For New York’s part, we witnessed the 1997 campaign and re-election of mayor Rudolph Giuliani (now running for president) as mayor, the 1999 slaying of unarmed African immigrant Amadou Diallo by four New York Police Department plain-clothed officers (who were subsequently acquitted in a criminal trial), the terrible attacks of September, 11, 2001 (which I witnessed first-hand and during which I walked home to Brooklyn over the Manhattan Bridge with tens of thousands of other New Yorkers) and the subsequent election (and re-election) of billionaire tycoon Michael Bloomberg as the city’s mayor. The city that was robust and vibrant when I arrived in 1997 picked itself up and dusted itself off after the events of 2001 and now is every bit as vital as it ever has been.

It really has been quite a time.

But now I start a new chapter, and, tomorrow, I say goodbye to the city I have called home for the last ten years. I do so without regret, but perhaps a twinge of melancholy that we all feel when parting from a familiar companion, one so we’ve become so used to that we often take for granted how deeply it has immersed itself into our daily lives, out habits, our personalities. No matter where I go in the world, a large part of me will always be a New Yorker, and that is a sobriquet that I am very proud to carry.

Many things have changed with the city’s economic and political fortunes over the years. The Old Dutch Mustard factory on Metropolitan Avenue is now gone, torn down last year. The Domino Sugar refinery largely ceased business in 2003. The great Norfolk Street music venue Tonic shut down this spring. But, mercifully, as I found out this week, Pizza Restaurant still exists, with the same ebullient boriqua women behind the counter, dishing out Caribbean food, a place to sit and chat and a measure of my past, $5 at a time.

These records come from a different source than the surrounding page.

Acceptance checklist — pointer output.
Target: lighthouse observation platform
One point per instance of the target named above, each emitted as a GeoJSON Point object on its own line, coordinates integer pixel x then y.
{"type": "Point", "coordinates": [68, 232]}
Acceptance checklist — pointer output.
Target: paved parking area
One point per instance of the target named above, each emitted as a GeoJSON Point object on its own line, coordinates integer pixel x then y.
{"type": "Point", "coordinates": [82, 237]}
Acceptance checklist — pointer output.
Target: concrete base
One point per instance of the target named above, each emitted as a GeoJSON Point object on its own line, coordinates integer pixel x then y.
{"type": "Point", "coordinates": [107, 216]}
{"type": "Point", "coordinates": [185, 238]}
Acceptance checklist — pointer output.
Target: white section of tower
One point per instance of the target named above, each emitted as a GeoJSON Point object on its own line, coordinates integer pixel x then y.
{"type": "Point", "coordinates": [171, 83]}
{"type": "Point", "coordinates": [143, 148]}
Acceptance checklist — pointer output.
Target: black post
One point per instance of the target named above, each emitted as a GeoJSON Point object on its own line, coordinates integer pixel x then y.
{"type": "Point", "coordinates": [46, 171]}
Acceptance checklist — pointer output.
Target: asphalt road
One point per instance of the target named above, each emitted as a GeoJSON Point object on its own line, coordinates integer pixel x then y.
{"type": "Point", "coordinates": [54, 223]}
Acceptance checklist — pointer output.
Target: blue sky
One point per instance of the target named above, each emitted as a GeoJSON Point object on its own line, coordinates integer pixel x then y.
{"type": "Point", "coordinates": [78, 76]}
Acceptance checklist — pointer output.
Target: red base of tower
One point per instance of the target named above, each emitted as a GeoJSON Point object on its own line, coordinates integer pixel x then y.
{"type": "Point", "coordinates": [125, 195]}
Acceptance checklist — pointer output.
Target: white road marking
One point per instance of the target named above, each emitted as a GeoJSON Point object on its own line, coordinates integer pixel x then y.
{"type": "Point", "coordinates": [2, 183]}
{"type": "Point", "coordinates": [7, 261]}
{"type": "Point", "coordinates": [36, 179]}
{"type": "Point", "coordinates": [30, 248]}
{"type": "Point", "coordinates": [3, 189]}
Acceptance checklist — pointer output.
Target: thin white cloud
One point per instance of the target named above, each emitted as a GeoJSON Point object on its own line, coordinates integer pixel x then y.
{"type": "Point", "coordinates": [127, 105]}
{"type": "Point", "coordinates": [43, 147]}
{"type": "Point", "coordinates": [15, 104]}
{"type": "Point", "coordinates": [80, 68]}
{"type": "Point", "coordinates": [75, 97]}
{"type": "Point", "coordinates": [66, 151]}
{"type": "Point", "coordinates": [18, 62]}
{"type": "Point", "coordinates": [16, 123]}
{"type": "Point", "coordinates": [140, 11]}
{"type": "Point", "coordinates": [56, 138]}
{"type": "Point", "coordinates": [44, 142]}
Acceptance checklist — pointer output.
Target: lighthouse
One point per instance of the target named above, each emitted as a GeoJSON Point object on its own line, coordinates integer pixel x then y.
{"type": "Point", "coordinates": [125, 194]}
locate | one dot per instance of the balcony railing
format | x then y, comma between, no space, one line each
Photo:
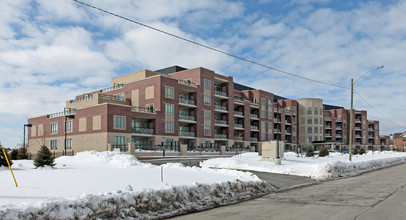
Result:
238,113
253,115
143,131
220,107
142,109
187,133
188,83
119,86
187,117
220,122
220,136
220,93
253,127
238,126
187,101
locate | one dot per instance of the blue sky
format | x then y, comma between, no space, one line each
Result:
51,51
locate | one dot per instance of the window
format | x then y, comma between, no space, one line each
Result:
207,131
54,144
207,84
69,144
119,122
168,92
168,109
54,128
207,100
169,127
207,115
69,126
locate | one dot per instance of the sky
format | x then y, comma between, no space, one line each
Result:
51,51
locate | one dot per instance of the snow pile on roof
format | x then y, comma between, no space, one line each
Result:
96,158
320,168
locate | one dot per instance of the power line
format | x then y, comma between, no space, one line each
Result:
378,111
210,48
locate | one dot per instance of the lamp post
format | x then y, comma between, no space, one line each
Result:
70,117
29,126
351,111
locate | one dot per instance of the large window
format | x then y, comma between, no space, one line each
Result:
69,144
168,92
54,128
69,126
54,144
207,100
119,122
169,127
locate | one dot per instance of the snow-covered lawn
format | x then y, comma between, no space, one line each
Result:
320,168
103,185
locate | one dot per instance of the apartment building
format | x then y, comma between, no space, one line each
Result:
168,107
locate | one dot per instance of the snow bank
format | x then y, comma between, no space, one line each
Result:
153,204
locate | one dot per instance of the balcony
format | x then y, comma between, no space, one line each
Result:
238,114
220,136
188,118
220,108
220,94
188,102
254,116
146,131
187,134
238,126
254,139
254,128
220,122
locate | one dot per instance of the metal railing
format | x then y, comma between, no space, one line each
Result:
143,130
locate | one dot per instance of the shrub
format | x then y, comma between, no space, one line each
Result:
3,161
22,154
309,152
323,151
44,158
13,154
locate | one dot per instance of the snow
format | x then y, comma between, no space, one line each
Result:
319,168
105,184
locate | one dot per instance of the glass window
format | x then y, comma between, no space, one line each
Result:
69,126
119,122
54,144
169,127
168,92
207,84
69,144
207,100
54,128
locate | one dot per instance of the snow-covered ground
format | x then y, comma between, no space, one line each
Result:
320,168
110,184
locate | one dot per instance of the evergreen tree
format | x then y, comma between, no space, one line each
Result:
13,154
309,152
22,154
3,161
44,158
323,151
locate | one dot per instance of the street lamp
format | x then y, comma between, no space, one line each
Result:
29,126
70,117
351,111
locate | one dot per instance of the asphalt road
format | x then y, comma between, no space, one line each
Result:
378,194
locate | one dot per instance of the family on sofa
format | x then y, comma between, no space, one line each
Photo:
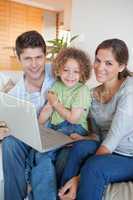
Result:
102,152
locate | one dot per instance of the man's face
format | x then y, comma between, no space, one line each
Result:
33,61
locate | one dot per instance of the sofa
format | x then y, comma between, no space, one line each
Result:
116,191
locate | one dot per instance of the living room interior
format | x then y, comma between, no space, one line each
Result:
93,21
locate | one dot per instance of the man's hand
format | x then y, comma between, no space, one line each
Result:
69,190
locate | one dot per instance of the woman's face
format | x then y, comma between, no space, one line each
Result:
106,67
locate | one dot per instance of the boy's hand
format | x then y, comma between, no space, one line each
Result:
52,98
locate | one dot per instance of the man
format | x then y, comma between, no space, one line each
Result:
36,81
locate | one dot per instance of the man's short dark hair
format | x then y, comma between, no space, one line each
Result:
30,39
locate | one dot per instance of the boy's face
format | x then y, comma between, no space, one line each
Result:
70,73
33,61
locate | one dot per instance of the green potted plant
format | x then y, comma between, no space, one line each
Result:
57,44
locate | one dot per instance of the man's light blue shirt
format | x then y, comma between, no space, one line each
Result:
37,98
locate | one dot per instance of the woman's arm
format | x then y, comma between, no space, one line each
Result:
45,113
69,190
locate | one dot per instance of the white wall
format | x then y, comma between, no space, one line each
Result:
49,25
97,20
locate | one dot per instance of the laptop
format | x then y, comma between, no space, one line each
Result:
21,118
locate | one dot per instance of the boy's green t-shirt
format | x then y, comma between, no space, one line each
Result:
77,96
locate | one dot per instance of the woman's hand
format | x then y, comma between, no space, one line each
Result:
4,130
76,137
69,190
52,98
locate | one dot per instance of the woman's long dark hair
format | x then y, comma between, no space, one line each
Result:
120,52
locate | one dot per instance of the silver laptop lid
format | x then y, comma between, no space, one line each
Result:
21,119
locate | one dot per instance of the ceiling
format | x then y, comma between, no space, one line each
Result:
55,5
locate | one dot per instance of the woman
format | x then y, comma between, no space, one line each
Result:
92,165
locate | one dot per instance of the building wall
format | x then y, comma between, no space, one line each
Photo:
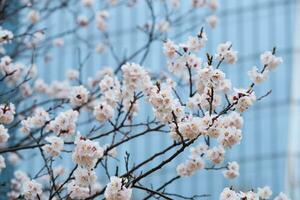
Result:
253,26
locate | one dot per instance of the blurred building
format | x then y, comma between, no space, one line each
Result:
269,151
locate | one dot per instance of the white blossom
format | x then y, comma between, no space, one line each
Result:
258,77
103,111
7,112
228,194
79,95
84,177
226,52
32,190
3,134
5,36
216,154
116,190
55,147
86,152
2,163
65,123
170,48
232,170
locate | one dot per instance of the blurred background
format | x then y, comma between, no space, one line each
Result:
269,151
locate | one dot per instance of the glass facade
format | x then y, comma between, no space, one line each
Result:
253,26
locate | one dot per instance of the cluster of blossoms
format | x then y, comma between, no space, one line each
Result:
211,85
111,93
32,190
86,154
263,193
225,52
7,112
5,36
116,189
55,146
39,119
179,61
270,62
201,114
84,185
101,17
64,124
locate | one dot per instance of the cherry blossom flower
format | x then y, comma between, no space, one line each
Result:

As Walt Whitman wrote in his 1860 poem “Crossing Brooklyn Ferry,”

We use you, and do not cast you aside—we plant you permanently within us;
We fathom you not—we love you—there is perfection in you also;
You furnish your parts toward eternity;
Great or small, you furnish your parts toward the soul.


Adios, New York, and cuídate, may you always shine so lovely, reflecting the firmament to those of us here on earth.